Intraspinal microstimulation (ISMS) may be an ideal method for re-animation of paralyzed hands and arms for individuals who have suffered spinal cord injury or stroke. CSNE hopes to develop a system in which stimulation is controlled by the intention to move, as transmitted by electrodes placed on or in the brain. Such a complete, closed-loop system would be a transformative treatment for paralyzed individuals.
Stimulation within the neck region of the spinal cord is capable of evoking a wide range of hand and arm movements, even after an intervening spinal cord injury. In addition, spinal stimulation led to persistently improved forelimb function in animals with chronic spinal cord injury, even after the stimulation was discontinued.
The application of intraspinal microstimulation, delivered at a precise time after activity is recorded in the brain, can robustly influence the connections between these distant regions. The final experiments were enabled by customized, onboard electronics developed in collaboration with electrical engineers and demonstrate the synergy of hardware and neuroscience enabled by the CSNE.
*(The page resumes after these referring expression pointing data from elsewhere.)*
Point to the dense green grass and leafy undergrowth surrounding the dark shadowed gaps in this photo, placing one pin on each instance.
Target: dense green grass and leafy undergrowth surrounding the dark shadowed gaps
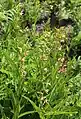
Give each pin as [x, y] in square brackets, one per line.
[37, 81]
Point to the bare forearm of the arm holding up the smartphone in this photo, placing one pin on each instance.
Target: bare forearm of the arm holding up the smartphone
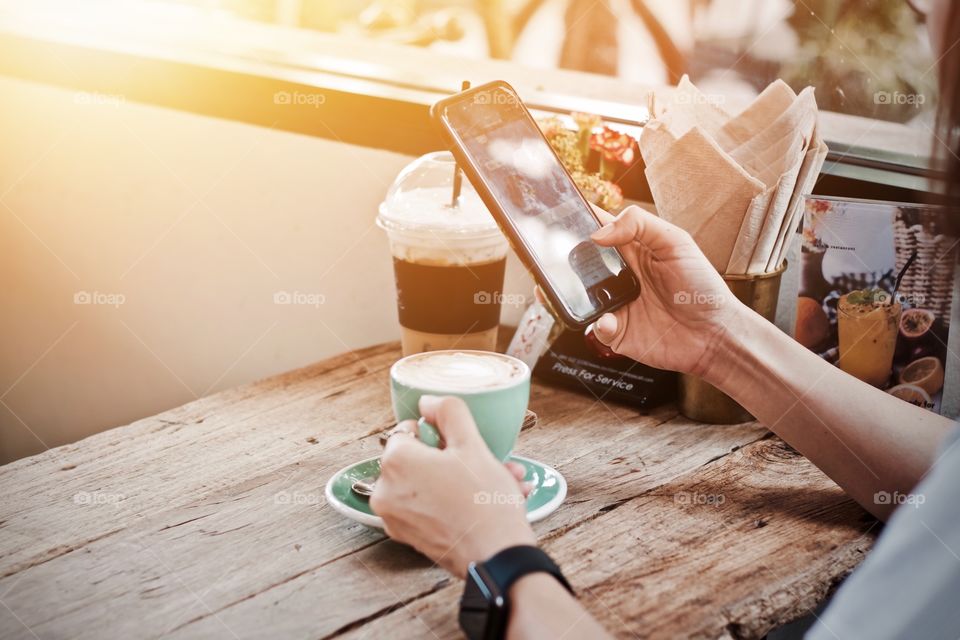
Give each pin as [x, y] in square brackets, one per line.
[864, 439]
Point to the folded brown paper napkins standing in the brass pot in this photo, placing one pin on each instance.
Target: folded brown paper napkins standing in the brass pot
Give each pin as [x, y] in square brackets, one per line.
[734, 183]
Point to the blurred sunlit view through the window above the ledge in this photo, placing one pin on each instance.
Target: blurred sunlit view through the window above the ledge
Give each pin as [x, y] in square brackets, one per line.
[867, 58]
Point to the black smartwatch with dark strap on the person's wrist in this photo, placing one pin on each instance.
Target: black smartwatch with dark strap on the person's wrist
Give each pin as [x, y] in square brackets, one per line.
[485, 605]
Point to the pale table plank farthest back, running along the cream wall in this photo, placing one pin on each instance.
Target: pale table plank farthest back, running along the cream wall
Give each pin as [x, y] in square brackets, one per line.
[178, 456]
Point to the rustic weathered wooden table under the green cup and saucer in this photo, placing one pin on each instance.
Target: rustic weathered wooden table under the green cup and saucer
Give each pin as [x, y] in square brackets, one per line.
[209, 521]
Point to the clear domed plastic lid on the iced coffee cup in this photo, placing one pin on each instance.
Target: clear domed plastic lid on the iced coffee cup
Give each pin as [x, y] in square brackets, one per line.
[420, 200]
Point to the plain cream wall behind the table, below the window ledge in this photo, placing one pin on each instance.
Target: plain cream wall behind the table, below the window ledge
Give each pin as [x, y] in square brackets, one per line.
[196, 222]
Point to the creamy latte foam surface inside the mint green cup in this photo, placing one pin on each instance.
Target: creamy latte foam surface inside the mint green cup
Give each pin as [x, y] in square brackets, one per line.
[458, 372]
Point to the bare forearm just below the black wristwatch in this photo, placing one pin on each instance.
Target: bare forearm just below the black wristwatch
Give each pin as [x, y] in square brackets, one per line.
[542, 608]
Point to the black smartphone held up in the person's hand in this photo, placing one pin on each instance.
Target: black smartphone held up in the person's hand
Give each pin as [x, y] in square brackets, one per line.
[547, 220]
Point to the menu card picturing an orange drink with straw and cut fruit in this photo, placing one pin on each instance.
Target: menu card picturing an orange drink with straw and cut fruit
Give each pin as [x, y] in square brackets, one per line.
[848, 311]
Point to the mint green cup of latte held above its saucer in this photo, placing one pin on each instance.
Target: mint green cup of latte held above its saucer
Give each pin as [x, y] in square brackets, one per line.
[495, 387]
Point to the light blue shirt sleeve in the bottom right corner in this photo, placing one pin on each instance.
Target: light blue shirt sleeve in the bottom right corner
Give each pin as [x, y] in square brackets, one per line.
[909, 585]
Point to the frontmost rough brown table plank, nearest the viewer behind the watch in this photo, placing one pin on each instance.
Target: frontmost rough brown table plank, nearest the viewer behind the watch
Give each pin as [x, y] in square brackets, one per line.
[734, 548]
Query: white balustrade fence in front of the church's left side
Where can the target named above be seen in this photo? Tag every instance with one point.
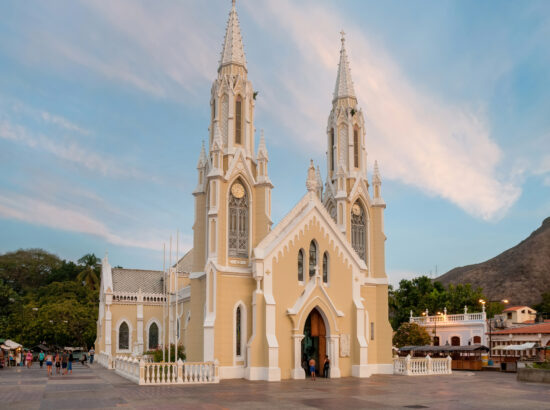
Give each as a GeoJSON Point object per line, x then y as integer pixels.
{"type": "Point", "coordinates": [170, 373]}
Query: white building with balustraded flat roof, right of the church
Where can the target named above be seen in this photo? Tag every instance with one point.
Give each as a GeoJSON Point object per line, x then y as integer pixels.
{"type": "Point", "coordinates": [455, 330]}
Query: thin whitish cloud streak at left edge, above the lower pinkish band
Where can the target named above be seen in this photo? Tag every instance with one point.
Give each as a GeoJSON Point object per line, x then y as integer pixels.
{"type": "Point", "coordinates": [68, 150]}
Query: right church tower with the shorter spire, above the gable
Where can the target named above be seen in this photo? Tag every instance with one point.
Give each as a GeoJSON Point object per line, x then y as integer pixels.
{"type": "Point", "coordinates": [347, 189]}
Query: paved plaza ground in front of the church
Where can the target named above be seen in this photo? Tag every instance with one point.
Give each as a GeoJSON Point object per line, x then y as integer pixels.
{"type": "Point", "coordinates": [96, 387]}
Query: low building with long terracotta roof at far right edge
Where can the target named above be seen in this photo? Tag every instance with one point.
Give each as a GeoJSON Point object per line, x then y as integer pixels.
{"type": "Point", "coordinates": [538, 333]}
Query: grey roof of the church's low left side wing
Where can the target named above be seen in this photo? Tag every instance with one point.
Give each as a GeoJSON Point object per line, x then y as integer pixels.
{"type": "Point", "coordinates": [132, 280]}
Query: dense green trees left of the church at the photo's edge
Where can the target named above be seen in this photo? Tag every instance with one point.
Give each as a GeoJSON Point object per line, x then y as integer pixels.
{"type": "Point", "coordinates": [42, 298]}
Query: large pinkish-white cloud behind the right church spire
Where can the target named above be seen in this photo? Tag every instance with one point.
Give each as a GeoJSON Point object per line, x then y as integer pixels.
{"type": "Point", "coordinates": [419, 138]}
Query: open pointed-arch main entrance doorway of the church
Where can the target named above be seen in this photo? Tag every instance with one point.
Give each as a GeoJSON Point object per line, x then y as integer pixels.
{"type": "Point", "coordinates": [314, 344]}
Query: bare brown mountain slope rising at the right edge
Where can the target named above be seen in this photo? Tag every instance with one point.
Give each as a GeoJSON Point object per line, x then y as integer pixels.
{"type": "Point", "coordinates": [521, 274]}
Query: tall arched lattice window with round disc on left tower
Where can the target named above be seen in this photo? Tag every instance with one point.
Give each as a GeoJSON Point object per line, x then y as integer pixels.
{"type": "Point", "coordinates": [238, 221]}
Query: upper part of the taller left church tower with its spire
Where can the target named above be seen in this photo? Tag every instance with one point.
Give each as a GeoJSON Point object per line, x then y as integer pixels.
{"type": "Point", "coordinates": [233, 195]}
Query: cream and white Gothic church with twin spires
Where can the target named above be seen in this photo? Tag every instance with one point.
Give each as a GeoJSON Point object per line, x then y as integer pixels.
{"type": "Point", "coordinates": [256, 299]}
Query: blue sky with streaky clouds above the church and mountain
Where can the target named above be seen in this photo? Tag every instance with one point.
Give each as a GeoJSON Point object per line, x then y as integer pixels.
{"type": "Point", "coordinates": [104, 106]}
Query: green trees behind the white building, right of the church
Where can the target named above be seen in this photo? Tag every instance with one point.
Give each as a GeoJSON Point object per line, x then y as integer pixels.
{"type": "Point", "coordinates": [422, 293]}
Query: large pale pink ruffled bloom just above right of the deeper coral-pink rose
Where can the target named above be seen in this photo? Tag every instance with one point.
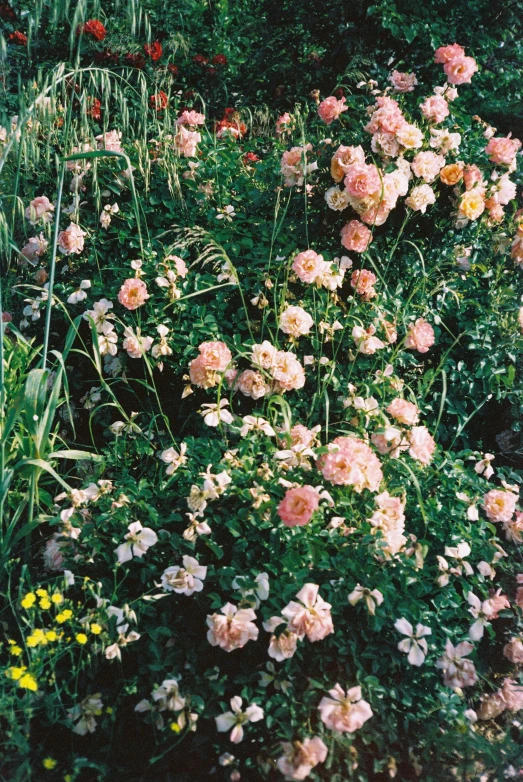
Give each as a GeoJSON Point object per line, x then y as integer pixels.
{"type": "Point", "coordinates": [351, 462]}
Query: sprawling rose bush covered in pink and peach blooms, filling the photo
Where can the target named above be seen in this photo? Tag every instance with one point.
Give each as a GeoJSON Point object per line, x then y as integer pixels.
{"type": "Point", "coordinates": [292, 557]}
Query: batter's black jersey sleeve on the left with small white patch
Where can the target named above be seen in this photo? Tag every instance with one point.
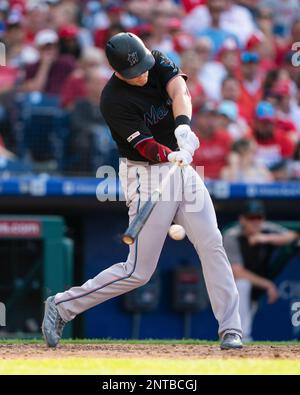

Intraspinal stimulation may be the ideal output for a brain/computer interface for several reasons. First, activating neurons within the spinal cord produces fatigue-resistant contractions and with lower currents, compared to muscle stimulation. Second, functional reach and grasp movements are evoked from single stimulating locations, reducing the total number of stimulating channels and associated controller complexity. Finally, most signals can remain inside the body, reducing the bandwidth of wireless transmission and overall power requirements for the implanted device.